Learning objectives
- Train a PPO agent on 10 different random seeds and collect final returns (or mean return over the last N episodes) for each seed.
- Compute the mean and standard deviation of these returns and report them (e.g. “mean ± std”).
- Compute stratified confidence intervals (e.g. using the rliable library or similar) so that intervals account for both within-run and across-run variance.
- Interpret the results: what does the interval tell us about the agent’s performance and reliability? Why is reporting only mean ± std over seeds often insufficient?
- Relate evaluation practice to robot navigation, healthcare, and trading where reliable performance estimates matter.
Concept and real-world RL
Evaluating RL agents requires multiple runs (seeds) because training is stochastic; a single run can be lucky or unlucky. Reporting mean ± std over seeds is common but can be misleading: the std captures between-seed variance, while within-seed variance (e.g. across evaluation episodes) also matters. Stratified or rliable-style confidence intervals use both sources of variance to produce intervals that have correct coverage (e.g. 95% CI that contains the true mean performance with probability 0.95). In robot navigation, healthcare, and trading, we need reliable estimates before deployment.
Where you see this in practice: rliable library; evaluation in RL papers (multiple seeds, confidence intervals); reporting standards for RL benchmarks.
Illustration (confidence intervals): Over 10 seeds, mean return has variance; reporting mean ± std or stratified CIs is standard. The chart below shows mean and std of final return over seeds.
Exercise: Train a PPO agent on 10 different random seeds. Compute the mean and standard deviation of final returns. Then compute stratified confidence intervals using the rliable library. Interpret the results.
Professor’s hints
- Setup: Same env (e.g. CartPole or MuJoCo), same PPO hyperparameters; only the random seed changes (for env, policy init, and any sampling). Train each seed until “done” (e.g. 500k steps or 1M).
- Final return: For each seed, take the mean return over the last 50 (or 100) evaluation episodes (no exploration). So you have 10 numbers: one per seed.
- Mean and std: mean(R), std(R) over the 10 seeds. Report “mean ± std” and optionally “median ± MAD.”

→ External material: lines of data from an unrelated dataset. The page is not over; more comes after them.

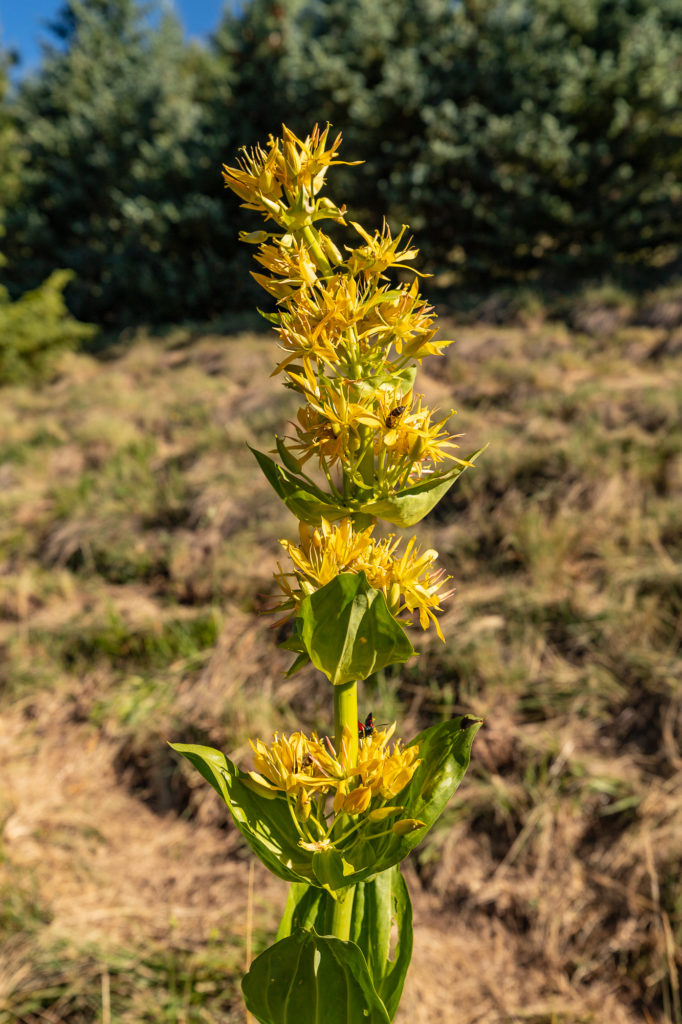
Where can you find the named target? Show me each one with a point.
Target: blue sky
(23, 23)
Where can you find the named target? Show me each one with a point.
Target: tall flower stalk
(336, 815)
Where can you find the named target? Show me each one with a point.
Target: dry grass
(136, 542)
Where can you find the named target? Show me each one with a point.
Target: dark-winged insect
(394, 416)
(366, 728)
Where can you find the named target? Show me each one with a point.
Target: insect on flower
(394, 416)
(366, 728)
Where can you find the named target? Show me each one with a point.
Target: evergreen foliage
(35, 330)
(515, 136)
(510, 134)
(114, 187)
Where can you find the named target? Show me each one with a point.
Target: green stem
(342, 913)
(312, 241)
(345, 714)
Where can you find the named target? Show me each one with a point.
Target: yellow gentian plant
(336, 816)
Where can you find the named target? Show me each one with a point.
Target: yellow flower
(264, 175)
(380, 253)
(384, 771)
(307, 770)
(295, 765)
(407, 582)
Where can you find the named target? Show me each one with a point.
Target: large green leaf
(407, 507)
(378, 906)
(265, 823)
(301, 497)
(444, 751)
(309, 503)
(264, 818)
(311, 979)
(348, 631)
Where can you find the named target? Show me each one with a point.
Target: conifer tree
(112, 188)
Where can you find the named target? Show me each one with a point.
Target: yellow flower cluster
(307, 769)
(350, 341)
(406, 581)
(341, 325)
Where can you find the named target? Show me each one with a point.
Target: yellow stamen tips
(307, 770)
(318, 846)
(407, 582)
(350, 339)
(407, 825)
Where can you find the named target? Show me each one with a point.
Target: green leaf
(348, 631)
(307, 979)
(265, 823)
(407, 507)
(444, 751)
(378, 905)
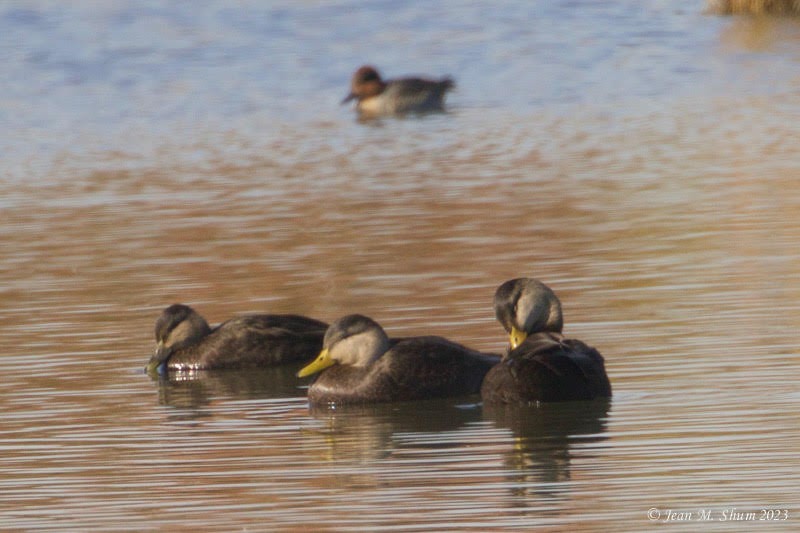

- rliable: Install rliable; use their functions to compute confidence intervals (e.g. stratified bootstrap or interval_overlapping_runs). Input: matrix of returns (runs × evaluation_episodes) or (runs × 1) if you only have one number per run. Output: interval and point estimate. Interpret: “We are 95% confident that the true mean return lies in [L, U].”
- Interpretation: Briefly explain why we need multiple seeds and why a confidence interval is more informative than mean ± std (e.g. std underestimates uncertainty when we have few seeds).
Common pitfalls
- Too few seeds: 10 is a minimum; for papers, 5–10 seeds are common but more is better. With 3 seeds, intervals are very wide.
- Evaluation episodes: Use a fixed number of eval episodes per seed (e.g. 50) and no exploration (deterministic policy or ε=0) so returns are comparable.
- rliable API: Check the library docs for the exact function (e.g. get_interval or aggregate_metrics); the input format may be a matrix (runs × episodes).
Worked solution (warm-up: evaluation and CIs)
Extra practice
- Warm-up: Why might “mean ± std over 5 seeds” be misleading when each seed’s return is the mean of 50 evaluation episodes?
- Coding: Train PPO on CartPole for 5 seeds, 200k steps each. For each seed, record mean return over last 50 eval episodes. Compute mean ± std. Then use rliable (or bootstrap by seed) to get a 95% CI. Report both. How much wider is the CI than mean ± std?
- Challenge: Compare interval estimation across algorithms: train PPO and SAC (or DQN) each on 10 seeds. Compute 95% CIs for both. Do the intervals overlap? What can you conclude about which algorithm is better?
- Variant: Reduce the number of seeds from 10 to 3. How much do the 95% CIs widen? At what seed count do the CIs become so wide that the comparison between PPO and DQN is inconclusive?
- Debug: A paper reports “PPO achieves 95% of human-level performance on 10 Atari games.” The metric is mean normalized score across games, but 3 games have very high variance (scores range from 0 to 10,000). These high-variance games dominate the mean. Describe how to use median normalized score and interquartile mean (IQM) to produce a more robust comparison, and why these metrics are recommended by rliable.
- Conceptual: Reproducibility in RL is challenging because results depend on hyperparameters, code implementations, and random seeds. Describe the minimum reporting standard you would apply to an RL paper: what statistics, how many seeds, and which evaluation protocol (e.g. best checkpoint vs final checkpoint). Why does the choice of evaluation protocol matter as much as the algorithm itself?